C’est l’ultra-moderne solitude…

Vestige

Par Amy

On était rentré là par hasard, mais on le regrettait déjà. S’il nous avait de prime abord semblé assez chaleureux, on s’était vite rendu compte que l’endroit était en fait un peu malsain, les clients ternes et le serveur distant. Il n’était pas encore venu s’enquérir de nos besoins. Matthieu se tortillait dans son fauteuil, anxieux, et son malaise était très contagieux.

Mon regard s’égara et frôla les murs du bar sans vraiment s’y arrêter. Des cadres, des femmes nues, des personnes grimaçantes, vestiges d’un passé déjà bien lointain, d’un monde disparu. Rien qui ne méritait vraiment mon attention à cet instant précis. Et nous avions d’autres chats à fouetter.

- Ce serveur, il arrive ? M’enquis-je, agressive.

- Appelle-le toi-même, ou arrête de râler !

Nous n’étions jamais sur la même longueur d’ondes, Thomas et moi. Il s’était un jour greffé à notre groupe, un peu par hasard, et depuis, je ne faisais que le supporter, à grande peine. Mais dehors, il valait mieux rester groupé, nous l’avions bien compris.  Et, entre deux villes, trois personnes, c’était encore trop peu. Surtout depuis que les bêtes avaient recommencé à rôder.

En attendant, je m’intéressais enfin aux rares personnes ayant fait un choix pour le moins étrange : celui de braver le froid des rues maintenant totalement sûres et protégées de la ville pour se retrouver dans cet endroit sordide. De jeunes femmes ayant retrouvé pour un soir le plaisir de se pomponner, quelques hommes harassés par le travail, venus trouver un peu de réconfort au fond d’un verre d’alcool, une femme seule, sans doute venue emmagasiner un peu de chaleur avant de retourner errer sans but dans cette petite cité aux remparts quasiment infranchissables. Aucun doute, les temps avaient changé. Et je ne pouvais m’empêcher de les envier, tous ces gens.

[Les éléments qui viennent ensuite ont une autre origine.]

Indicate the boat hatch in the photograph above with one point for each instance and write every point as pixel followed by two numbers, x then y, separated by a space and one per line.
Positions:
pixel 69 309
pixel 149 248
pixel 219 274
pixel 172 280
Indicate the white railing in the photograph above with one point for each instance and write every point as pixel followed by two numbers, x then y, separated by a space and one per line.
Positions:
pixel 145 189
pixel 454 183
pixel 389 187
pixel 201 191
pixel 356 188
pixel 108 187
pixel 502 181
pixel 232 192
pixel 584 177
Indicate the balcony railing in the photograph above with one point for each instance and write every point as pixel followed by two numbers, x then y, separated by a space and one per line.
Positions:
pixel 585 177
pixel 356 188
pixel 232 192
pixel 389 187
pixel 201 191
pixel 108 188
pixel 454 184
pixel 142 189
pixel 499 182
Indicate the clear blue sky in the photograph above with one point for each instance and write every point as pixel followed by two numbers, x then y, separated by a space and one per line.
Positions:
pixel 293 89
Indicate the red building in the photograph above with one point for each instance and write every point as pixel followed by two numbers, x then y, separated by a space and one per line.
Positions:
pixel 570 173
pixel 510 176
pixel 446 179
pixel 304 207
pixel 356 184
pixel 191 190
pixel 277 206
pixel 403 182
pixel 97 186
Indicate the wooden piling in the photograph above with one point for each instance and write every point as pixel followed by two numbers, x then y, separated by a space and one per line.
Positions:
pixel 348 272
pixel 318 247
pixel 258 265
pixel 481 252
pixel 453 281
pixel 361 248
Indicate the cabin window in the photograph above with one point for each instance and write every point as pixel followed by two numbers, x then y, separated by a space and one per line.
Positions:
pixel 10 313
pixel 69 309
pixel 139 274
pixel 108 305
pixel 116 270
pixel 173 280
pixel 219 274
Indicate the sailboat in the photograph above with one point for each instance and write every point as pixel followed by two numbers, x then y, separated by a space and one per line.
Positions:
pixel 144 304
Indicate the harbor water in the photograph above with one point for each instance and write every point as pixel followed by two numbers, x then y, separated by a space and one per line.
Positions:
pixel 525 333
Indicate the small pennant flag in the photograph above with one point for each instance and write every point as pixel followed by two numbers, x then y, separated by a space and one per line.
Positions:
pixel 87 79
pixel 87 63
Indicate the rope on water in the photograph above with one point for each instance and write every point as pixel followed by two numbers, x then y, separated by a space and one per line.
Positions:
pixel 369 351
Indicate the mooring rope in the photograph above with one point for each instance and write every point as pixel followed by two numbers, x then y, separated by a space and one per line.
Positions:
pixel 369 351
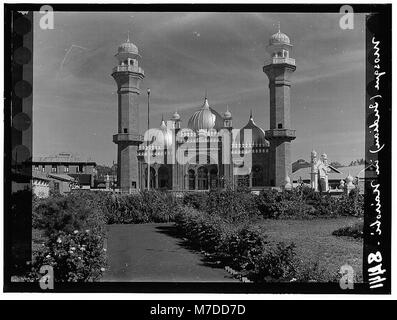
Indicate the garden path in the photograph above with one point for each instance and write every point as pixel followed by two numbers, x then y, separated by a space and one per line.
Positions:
pixel 151 252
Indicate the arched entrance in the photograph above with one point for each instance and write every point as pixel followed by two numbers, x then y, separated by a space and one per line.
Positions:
pixel 213 177
pixel 257 176
pixel 152 178
pixel 192 179
pixel 243 181
pixel 202 176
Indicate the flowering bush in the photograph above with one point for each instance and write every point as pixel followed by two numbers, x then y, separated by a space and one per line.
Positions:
pixel 76 256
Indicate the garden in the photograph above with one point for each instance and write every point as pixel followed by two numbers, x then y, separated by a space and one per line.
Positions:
pixel 287 236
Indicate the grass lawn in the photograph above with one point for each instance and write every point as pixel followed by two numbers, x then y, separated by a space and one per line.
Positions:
pixel 314 240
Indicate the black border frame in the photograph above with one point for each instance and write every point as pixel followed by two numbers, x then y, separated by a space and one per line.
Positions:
pixel 380 29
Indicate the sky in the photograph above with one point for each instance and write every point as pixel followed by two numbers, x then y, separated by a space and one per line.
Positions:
pixel 185 54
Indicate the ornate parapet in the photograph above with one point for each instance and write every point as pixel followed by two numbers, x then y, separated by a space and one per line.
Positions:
pixel 128 137
pixel 286 134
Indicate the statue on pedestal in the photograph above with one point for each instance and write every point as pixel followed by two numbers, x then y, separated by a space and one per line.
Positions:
pixel 319 172
pixel 349 184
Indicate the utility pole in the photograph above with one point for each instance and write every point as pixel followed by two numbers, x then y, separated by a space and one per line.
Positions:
pixel 148 151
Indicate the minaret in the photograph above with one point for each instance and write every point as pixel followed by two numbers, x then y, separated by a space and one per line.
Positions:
pixel 279 69
pixel 128 76
pixel 227 119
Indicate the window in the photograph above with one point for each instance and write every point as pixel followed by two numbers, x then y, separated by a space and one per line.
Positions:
pixel 192 180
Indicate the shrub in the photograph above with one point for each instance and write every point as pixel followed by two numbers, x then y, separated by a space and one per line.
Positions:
pixel 232 205
pixel 354 231
pixel 196 200
pixel 68 213
pixel 312 271
pixel 76 256
pixel 242 246
pixel 274 263
pixel 142 207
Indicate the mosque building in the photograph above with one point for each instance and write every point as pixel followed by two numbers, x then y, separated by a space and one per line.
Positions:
pixel 207 152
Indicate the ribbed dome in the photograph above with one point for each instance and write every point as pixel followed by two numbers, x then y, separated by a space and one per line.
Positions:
pixel 258 135
pixel 205 119
pixel 227 115
pixel 127 50
pixel 279 37
pixel 176 116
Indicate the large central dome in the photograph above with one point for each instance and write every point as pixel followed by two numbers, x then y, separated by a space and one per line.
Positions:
pixel 205 119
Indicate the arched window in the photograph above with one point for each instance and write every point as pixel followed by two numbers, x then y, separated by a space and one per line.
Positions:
pixel 202 178
pixel 192 180
pixel 164 178
pixel 257 176
pixel 152 178
pixel 243 181
pixel 214 178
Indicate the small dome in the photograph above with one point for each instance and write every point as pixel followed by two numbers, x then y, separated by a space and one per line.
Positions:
pixel 205 119
pixel 176 116
pixel 314 154
pixel 279 38
pixel 258 135
pixel 162 136
pixel 227 115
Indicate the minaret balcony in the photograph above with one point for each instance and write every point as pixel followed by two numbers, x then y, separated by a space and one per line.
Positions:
pixel 127 137
pixel 286 134
pixel 280 60
pixel 128 68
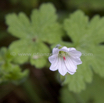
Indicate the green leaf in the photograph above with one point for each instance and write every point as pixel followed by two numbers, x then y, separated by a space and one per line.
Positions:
pixel 90 95
pixel 43 28
pixel 8 71
pixel 86 37
pixel 86 4
pixel 44 24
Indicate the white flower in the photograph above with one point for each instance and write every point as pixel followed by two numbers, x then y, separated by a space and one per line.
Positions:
pixel 65 60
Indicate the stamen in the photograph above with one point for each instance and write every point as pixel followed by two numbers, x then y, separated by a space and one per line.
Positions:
pixel 64 58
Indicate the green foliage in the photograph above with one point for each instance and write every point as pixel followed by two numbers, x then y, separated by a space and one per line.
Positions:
pixel 25 3
pixel 42 28
pixel 86 37
pixel 93 93
pixel 10 72
pixel 86 4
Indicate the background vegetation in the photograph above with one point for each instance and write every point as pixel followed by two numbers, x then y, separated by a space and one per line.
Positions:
pixel 30 27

Car ce n’était pas vraiment par choix que je reprendrai la route dès demain matin, accompagnée de mes deux compagnons d’infortune que je n’avais pas non plus choisi. C’était malheureusement le destin de la centaine de bannis qui, comme nous, battait des kilomètres de campagne sauvage et désertique pour tenter de liquider les créatures qui y avaient, depuis maintenant 8 ans, élu domicile. Que pouvions-nous faire d’autre ? Cette cambrousse hostile était maintenant notre seule maison, et nous n’avions aucune autre perspective d’avenir que celle de la conquérir, massacre après massacre.

Nous étions des bannis, et nous n’appartenions plus à ce monde maintenant protégé de l’extérieur.

Le serveur arriva enfin, et je m’efforçai de sourire, comme pour camper une nouvelle fois le rôle de la personne avenante que j’étais alors. Car dès demain, notre humanité disparaîtra à nouveau, peu à peu, inexorablement rongée par notre condition de sous-hommes, dans cette nouvelle société qui nous a exclu.